The 111-page filing comes after a district judge in Florida appointed the case’s lead plaintiffs last month, who are represented by counsel at The Moskowitz Law Firm. Managing Partner Adam Moskowitz told Decrypt the filing represents a pivotal step forward.
“People applied and Judge [Federico] Moreno selected our clients to be the lead plaintiff,” he said. “That’s a big, big development, because now it means that they basically run the show for all of the investors, and they’ve selected us to be class counsel.”
Moskowitz’s firm is helping lead the charge on several other crypto-related class action lawsuits, including cases that involve collapsed firms Voyager and FTX. When O’Neal was served a complaint for the Astrals-focussed lawsuit at an NBA game in May, the phenom was also served a complaint that stems from a commercial he did for FTX following several previous attempts.
Thursday’s amended complaint—which is twice as long as the case’s initial one—offers a more robust look at O’Neal’s involvement in Astrals, Moskowitz claimed, including now-deleted videos and tweets gathered through websites like archive.org. O’Neal was in contact with Astral team members weekly if not daily, Moskowitz claimed.
“What we’ve put in this amended complaint is a much more extensive proof about how personally involved Shaquille O’Neal, his business partner, and his son were in Astrals,” he said. “It’s much more than we ever expected.”
Representatives for O’Neal did not immediately respond to a request for comment from Decrypt.
The amended complaint alleges that Shaq was intimately tied to Astrals and that the project’s value was “linked almost entirely to O’Neal’s celebrity status.” But not long after cryptocurrency exchange FTX—which O’Neal had endorsed—collapsed last November, the hoops legend allegedly disappeared from the Astrals community.
However, the suit alleges that he posted a GIF from the film “The Wolf of Wall Street” with the phrase “I’m not fucking leaving” as his final post in the Astrals Discord community.
“But O’Neal has not been seen at Astrals since this now-legendary ‘Wolf of Wall Street’ post,” the complaint alleges.
Astrals, a Solana-based NFT project, consisted of 10,000 “metaverse-ready” avatars tied to a DAO and a “story-driven, play-to-earn role-playing game,” according to part of the project’s white paper quoted in the complaint.
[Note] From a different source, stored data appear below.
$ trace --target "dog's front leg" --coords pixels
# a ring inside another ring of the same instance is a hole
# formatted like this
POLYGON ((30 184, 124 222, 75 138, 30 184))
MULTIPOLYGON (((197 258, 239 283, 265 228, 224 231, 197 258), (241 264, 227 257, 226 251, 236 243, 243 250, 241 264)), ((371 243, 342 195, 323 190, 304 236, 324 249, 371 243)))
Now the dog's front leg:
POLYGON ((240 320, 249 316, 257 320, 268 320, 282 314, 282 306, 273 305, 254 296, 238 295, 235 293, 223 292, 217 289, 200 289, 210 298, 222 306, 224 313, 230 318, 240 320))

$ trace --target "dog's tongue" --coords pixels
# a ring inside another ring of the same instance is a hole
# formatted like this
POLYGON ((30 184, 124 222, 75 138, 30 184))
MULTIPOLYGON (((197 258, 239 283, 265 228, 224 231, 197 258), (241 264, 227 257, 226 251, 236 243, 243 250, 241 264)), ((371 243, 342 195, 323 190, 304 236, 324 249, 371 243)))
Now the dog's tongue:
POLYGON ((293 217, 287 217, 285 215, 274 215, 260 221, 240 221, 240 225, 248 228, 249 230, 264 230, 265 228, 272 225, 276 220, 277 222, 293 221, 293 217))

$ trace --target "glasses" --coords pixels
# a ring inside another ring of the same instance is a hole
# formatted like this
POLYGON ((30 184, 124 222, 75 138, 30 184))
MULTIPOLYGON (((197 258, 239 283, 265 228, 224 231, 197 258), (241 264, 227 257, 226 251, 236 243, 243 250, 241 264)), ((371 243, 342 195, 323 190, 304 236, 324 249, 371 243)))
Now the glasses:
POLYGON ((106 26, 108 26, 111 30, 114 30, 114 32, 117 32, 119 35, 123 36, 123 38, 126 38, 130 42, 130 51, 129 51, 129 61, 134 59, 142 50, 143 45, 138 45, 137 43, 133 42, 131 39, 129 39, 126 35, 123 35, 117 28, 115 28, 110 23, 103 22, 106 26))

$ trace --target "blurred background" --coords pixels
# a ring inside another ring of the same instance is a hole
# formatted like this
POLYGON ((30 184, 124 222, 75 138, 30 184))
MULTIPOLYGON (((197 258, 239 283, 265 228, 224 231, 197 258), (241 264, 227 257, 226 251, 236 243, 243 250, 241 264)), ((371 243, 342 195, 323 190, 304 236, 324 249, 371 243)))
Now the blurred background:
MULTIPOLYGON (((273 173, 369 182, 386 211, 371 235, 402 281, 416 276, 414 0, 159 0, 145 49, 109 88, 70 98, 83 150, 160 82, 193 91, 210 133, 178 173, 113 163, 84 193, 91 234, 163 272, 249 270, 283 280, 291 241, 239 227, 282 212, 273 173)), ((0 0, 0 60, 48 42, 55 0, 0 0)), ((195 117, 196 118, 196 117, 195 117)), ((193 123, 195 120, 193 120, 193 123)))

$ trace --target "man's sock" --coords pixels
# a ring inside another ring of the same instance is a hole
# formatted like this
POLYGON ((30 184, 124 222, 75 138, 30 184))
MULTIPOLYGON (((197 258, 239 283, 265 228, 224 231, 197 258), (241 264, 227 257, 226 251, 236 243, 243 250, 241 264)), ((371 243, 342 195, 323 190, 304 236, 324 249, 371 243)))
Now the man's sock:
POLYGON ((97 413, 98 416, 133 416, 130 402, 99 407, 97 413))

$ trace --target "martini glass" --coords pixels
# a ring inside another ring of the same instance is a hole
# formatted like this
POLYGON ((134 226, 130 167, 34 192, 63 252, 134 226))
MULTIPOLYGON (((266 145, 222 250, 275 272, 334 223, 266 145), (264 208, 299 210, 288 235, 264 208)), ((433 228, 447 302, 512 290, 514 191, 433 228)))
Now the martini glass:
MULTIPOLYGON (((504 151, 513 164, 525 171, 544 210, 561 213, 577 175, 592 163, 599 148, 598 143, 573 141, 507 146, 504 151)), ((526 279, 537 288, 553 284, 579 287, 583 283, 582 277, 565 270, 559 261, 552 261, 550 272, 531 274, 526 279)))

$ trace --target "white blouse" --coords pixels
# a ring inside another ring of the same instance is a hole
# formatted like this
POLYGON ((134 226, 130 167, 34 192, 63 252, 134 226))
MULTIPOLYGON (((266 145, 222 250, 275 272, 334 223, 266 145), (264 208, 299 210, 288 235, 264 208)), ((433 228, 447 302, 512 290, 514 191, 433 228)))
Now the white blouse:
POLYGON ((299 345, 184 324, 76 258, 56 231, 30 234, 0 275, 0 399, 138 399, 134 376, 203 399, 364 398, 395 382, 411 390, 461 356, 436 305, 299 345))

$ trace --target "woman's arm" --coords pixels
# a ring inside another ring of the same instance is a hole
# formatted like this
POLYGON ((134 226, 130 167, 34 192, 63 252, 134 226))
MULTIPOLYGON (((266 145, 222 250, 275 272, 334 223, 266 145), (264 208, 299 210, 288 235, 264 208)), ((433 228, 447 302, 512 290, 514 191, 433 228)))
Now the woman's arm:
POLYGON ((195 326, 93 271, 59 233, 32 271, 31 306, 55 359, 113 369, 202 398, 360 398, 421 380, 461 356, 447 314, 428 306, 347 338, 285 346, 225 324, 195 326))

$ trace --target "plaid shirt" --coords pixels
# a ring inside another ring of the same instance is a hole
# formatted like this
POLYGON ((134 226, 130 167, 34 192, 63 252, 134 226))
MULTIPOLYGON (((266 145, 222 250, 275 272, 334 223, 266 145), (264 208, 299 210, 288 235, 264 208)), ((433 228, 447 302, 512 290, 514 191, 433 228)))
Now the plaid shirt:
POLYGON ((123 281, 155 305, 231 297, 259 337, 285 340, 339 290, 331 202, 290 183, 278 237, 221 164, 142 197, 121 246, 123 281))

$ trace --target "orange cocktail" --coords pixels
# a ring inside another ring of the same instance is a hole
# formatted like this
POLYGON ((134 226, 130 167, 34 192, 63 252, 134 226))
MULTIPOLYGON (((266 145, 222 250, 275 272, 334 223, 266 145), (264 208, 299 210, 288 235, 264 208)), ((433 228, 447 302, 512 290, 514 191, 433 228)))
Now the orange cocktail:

The lawsuit also takes issue with the DAO’s governance token, $GLXY, claiming that it’s an unregistered security too.
Two large venture capital firms that struck partnerships with Astrals and allegedly traded $GLXY, Cypher Capital and MH Ventures, are mentioned in the complaint. While they are not listed as defendants, Moskowitz noted, he said they will be served as the lawsuit progresses.
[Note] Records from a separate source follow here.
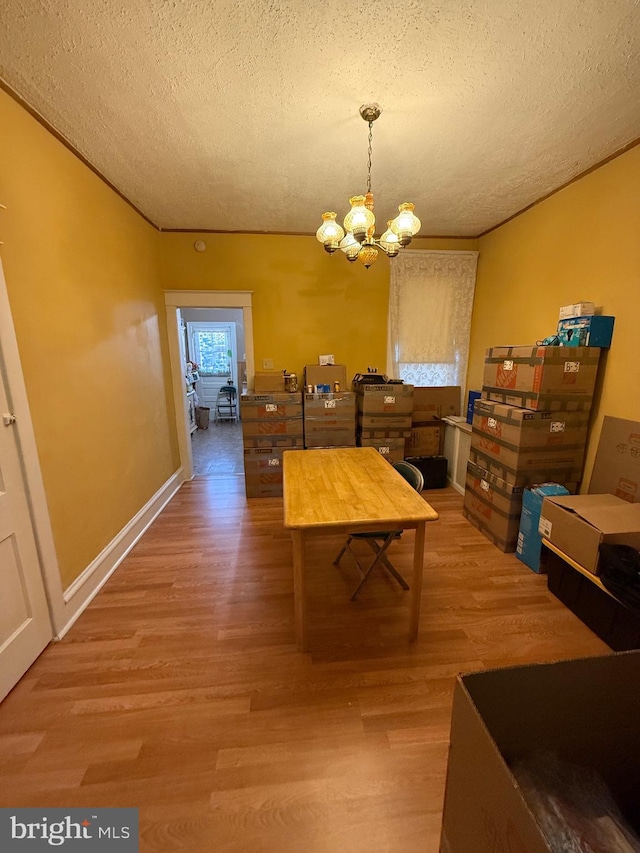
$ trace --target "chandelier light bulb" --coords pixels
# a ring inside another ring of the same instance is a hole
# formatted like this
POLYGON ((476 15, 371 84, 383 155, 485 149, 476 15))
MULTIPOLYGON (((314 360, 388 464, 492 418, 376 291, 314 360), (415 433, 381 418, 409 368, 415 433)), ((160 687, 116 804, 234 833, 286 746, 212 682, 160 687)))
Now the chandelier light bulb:
POLYGON ((337 214, 333 211, 322 214, 322 225, 316 231, 316 238, 324 245, 325 251, 333 254, 340 248, 340 240, 344 237, 342 227, 336 222, 337 214))
POLYGON ((340 248, 347 256, 347 260, 353 263, 358 257, 360 243, 358 243, 351 232, 348 232, 345 234, 344 239, 340 241, 340 248))
POLYGON ((391 230, 392 222, 393 220, 391 219, 387 222, 387 230, 379 240, 381 248, 389 258, 395 258, 401 249, 400 238, 391 230))
POLYGON ((408 246, 412 237, 420 230, 421 223, 413 213, 415 204, 404 202, 398 205, 398 210, 400 212, 391 222, 391 230, 398 235, 401 246, 408 246))
POLYGON ((345 231, 350 231, 358 243, 364 242, 367 231, 376 224, 375 216, 364 206, 365 201, 363 195, 354 195, 350 198, 351 210, 344 218, 345 231))

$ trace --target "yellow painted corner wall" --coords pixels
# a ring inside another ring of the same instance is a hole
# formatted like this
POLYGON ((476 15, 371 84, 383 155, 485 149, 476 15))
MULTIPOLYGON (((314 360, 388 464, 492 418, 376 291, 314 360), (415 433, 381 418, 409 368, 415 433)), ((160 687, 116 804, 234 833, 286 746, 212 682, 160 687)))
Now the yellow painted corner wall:
MULTIPOLYGON (((328 255, 315 237, 273 234, 161 235, 163 286, 168 290, 251 290, 256 370, 301 376, 305 364, 332 353, 355 373, 385 372, 389 260, 370 269, 328 255), (207 249, 196 252, 194 242, 207 249)), ((412 249, 466 250, 475 240, 419 239, 412 249)))
POLYGON ((535 344, 558 310, 595 302, 615 316, 591 418, 586 491, 605 415, 640 420, 640 146, 480 238, 468 388, 482 385, 490 346, 535 344))
POLYGON ((63 587, 178 466, 160 234, 0 91, 0 247, 63 587))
“We’re not naming them yet, but when we have an opportunity, we’re certainly going to serve third-party subpoenas to Cypher Capital in Dubai and MH Ventures in London,” he said.
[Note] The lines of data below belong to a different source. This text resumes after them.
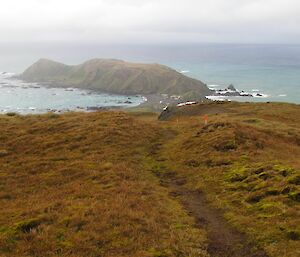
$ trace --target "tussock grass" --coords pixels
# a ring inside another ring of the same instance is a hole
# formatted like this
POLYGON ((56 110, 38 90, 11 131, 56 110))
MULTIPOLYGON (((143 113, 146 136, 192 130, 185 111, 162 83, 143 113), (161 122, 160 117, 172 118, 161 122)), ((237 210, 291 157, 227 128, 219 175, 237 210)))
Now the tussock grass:
POLYGON ((270 256, 297 256, 300 107, 217 106, 206 126, 203 105, 166 122, 0 116, 0 255, 208 256, 206 231, 159 180, 170 172, 270 256))
POLYGON ((163 158, 188 180, 188 188, 205 192, 211 205, 222 209, 233 226, 270 256, 297 256, 300 106, 222 107, 227 113, 210 115, 206 126, 202 106, 193 107, 200 115, 190 116, 188 108, 173 114, 164 124, 171 123, 180 133, 164 146, 163 158))
POLYGON ((141 164, 153 124, 103 112, 0 128, 1 256, 207 256, 205 232, 141 164))

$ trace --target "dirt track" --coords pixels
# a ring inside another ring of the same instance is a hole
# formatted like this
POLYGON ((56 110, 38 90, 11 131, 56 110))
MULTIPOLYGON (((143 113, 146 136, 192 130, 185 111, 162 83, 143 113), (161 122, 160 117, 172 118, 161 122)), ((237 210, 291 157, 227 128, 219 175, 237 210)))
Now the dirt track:
POLYGON ((161 185, 170 190, 195 219, 195 224, 208 234, 208 252, 212 257, 267 257, 264 250, 250 242, 247 236, 231 227, 220 210, 212 208, 202 192, 189 191, 185 180, 175 172, 156 173, 161 185))
MULTIPOLYGON (((172 138, 172 133, 168 138, 172 138)), ((228 224, 222 211, 211 207, 202 192, 189 190, 185 186, 186 180, 183 177, 168 170, 165 159, 161 158, 162 147, 163 145, 158 143, 152 149, 152 156, 163 169, 154 169, 152 172, 159 178, 160 184, 170 191, 171 197, 179 201, 187 213, 194 218, 195 226, 207 231, 207 251, 210 256, 268 257, 263 249, 249 240, 247 235, 228 224)))

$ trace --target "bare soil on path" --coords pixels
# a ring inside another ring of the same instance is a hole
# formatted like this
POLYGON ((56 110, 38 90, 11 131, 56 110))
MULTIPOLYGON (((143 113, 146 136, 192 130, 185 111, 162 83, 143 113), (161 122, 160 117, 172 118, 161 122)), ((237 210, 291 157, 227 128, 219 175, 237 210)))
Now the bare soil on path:
MULTIPOLYGON (((155 173, 155 172, 154 172, 155 173)), ((205 195, 184 187, 185 180, 175 172, 156 173, 163 186, 170 190, 186 211, 195 219, 195 224, 205 229, 208 235, 208 253, 212 257, 267 257, 264 250, 249 241, 247 236, 230 226, 220 210, 211 207, 205 195)))

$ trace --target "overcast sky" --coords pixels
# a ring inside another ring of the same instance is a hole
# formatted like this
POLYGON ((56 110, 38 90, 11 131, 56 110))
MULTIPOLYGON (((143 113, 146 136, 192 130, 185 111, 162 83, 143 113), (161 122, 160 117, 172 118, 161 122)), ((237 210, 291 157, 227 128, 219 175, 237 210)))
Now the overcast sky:
POLYGON ((300 0, 0 0, 0 43, 300 43, 300 0))

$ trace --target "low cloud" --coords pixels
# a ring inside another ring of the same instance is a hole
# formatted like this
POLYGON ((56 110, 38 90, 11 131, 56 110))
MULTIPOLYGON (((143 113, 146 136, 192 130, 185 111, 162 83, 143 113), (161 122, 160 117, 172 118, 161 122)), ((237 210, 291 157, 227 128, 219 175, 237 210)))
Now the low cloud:
POLYGON ((300 43, 298 24, 298 0, 10 0, 0 42, 300 43))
Cypher Capital and MH Ventures did not immediately respond to requests for comment from Decrypt.
In July, O’Neil’s lawyers asked for the class-action lawsuit to be dismissed, explaining that the digital assets in question were meant for gamers and not investors, per Law 360.
According to a court filing in late August, O’Neal’s motion was ultimately denied. The district judge overseeing the case set a September 29 deadline for the basketball star to respond to Thursday’s amended complaint.